1. 13
  1.  

    1. 7

      @MaskRay has a good overview of a lot of the mechanics of TLS which I found very handy for implementing a custom debugger. Opting into specific models can get you out of the business of __tls_get_addr even for SOs but there are tradeoffs.

      Musl makes different choices than glibc for how the TLS is allocated that is closer to the authors “shimming pthread_create” out of the box

      1. 3

        I found that article indispensable in implementing thread local storage myself.

        1. 2

          just updated the post with a link to that overview and the initial-exec TLS model which can speed things up if you can use it

        2. 3

          Regarding: cmpb $0, %fs:__tls_guard@tpoff, the per-function-call overhead is due to dynamic initialization on first use requirement:

          Block variables with static or thread(since C++11) storage duration are initialized the first time control passes through their declaration (unless their initialization is zero- or constant-initialization, which can be performed before the block is first entered). On all further calls, the declaration is skipped. — https://en.cppreference.com/w/cpp/language/storage_duration

          From https://maskray.me/blog/2021-02-14-all-about-thread-local-storage#c-thread_local

          If you know x does not need dynamic initialization, C++20 constinit can make it as efficient as the plain old __thread. [[clang::require_constant_initialization]] can be used with older language standards.

          Regarding data16 lea tls_obj(%rip),%rdi in the general-dynamic TLS model, yeah it’s for linker optimization. The local-dynamic TLS model doesn’t have data16 or rex prefixes.
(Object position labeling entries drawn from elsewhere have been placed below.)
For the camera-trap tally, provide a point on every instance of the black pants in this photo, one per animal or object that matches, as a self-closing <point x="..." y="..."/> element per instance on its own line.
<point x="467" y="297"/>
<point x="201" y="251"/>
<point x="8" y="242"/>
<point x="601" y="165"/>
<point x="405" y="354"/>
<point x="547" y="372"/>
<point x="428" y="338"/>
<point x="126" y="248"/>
          Regarding “Why don’t we just use the same code as before — the movl instruction — with the dynamic linker substituting the right value for tls_obj@tpoff?”

          Because -fpic/-fPIC was designed to support dlopen. You need -fpic -ftls-model=initial-exec to convey the intention that the output is not for dlopen.
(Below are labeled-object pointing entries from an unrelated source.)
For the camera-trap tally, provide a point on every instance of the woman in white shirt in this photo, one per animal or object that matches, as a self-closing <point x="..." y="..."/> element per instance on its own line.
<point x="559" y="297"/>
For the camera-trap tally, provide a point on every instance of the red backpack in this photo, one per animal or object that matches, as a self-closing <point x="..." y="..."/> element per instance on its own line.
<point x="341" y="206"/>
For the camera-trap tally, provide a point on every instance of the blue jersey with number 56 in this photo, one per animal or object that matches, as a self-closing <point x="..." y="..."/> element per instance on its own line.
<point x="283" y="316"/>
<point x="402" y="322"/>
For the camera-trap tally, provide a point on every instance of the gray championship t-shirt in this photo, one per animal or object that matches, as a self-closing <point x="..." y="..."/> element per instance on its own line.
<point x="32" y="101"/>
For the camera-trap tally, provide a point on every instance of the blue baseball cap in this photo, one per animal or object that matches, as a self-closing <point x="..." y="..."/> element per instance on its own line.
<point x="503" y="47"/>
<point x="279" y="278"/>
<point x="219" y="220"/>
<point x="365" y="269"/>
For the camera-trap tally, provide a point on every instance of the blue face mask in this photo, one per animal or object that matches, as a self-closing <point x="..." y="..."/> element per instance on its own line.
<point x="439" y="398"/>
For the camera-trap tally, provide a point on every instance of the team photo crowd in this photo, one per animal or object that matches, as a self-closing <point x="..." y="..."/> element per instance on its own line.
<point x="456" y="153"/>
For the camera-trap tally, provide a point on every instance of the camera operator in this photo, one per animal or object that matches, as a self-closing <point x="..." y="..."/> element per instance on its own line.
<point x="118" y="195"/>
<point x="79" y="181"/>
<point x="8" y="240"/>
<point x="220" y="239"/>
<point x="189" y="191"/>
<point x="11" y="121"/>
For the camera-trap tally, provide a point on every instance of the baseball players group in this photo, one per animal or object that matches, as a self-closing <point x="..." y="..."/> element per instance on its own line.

          The desired efficient GOTTPOFF code sequence is only feasible when the shared object is available at program start, in which case you can guarantee that “you would need the TLS areas of all the shared libraries to be allocated contiguously:”

          # x86-64
          movq ref@GOTTPOFF(%rip), %rax
          movl %fs:(%rax), %eax
          

          With dlopen, the dynamic loader needs a different place for the TLS blocks of newly loaded shared libraries, which unfortunately requires one more indirection.

          Regarding “… and I don’t say a word about GL_TLS_GENERATION_OFFSET, for example, and I could.”

          GL_TLS_GENERATION_OFFSET in glibc is for the lazy TLS allocation scheme. I don’t want to spend my valuable time on its implementation… It is almost infeasible to fix on the glibc side. Changes in this area might also break existing DSOs built with -ftls-model=initial-exec but actually dlopened.

          1. 2

            the per-function-call overhead is due to dynamic initialization on first use requirement

            Thanks - I didn’t realize this was mandated by the standard as opposed to “permitted” as one possibility (similarly to how eg a constructor of a global variable can be called before main or upon first use or anywhere in-between according to the standard). Updated the post with this point

            The desired efficient GOTTPOFF code sequence is only feasible when the shared object is available at program start, in which case you can guarantee that “you would need the TLS areas of all the shared libraries to be allocated contiguously”

            Indeed I didn’t mention -ftls-model=initial-exec originally (I now added it based on reader feedback; it can work when it will work, which for my use case is a toss-up I guess…), but my point is that you could allocate the TLSes contiguously even if dlopen was used, and I describe how you could do it in the post, albeit in a somewhat hand-wavy way. This is totally not how things were done and I presume one reason is that you don’t carve out chunks of the address space for a use case like this as described in my approach - I just think it would be nice if things worked that way.

            1. 3

              Other things.

              The C toolchain — not the C++ compiler front-end, but assemblers, linkers and such — is generally quite ossified, with decades-old linker bugs enshrined as a standard.

              I would not call the behavior a “bug”. That’s just how archive semantic is defined.

              “here’s how a function accessing 2 thread_local objects with constructors looks like:”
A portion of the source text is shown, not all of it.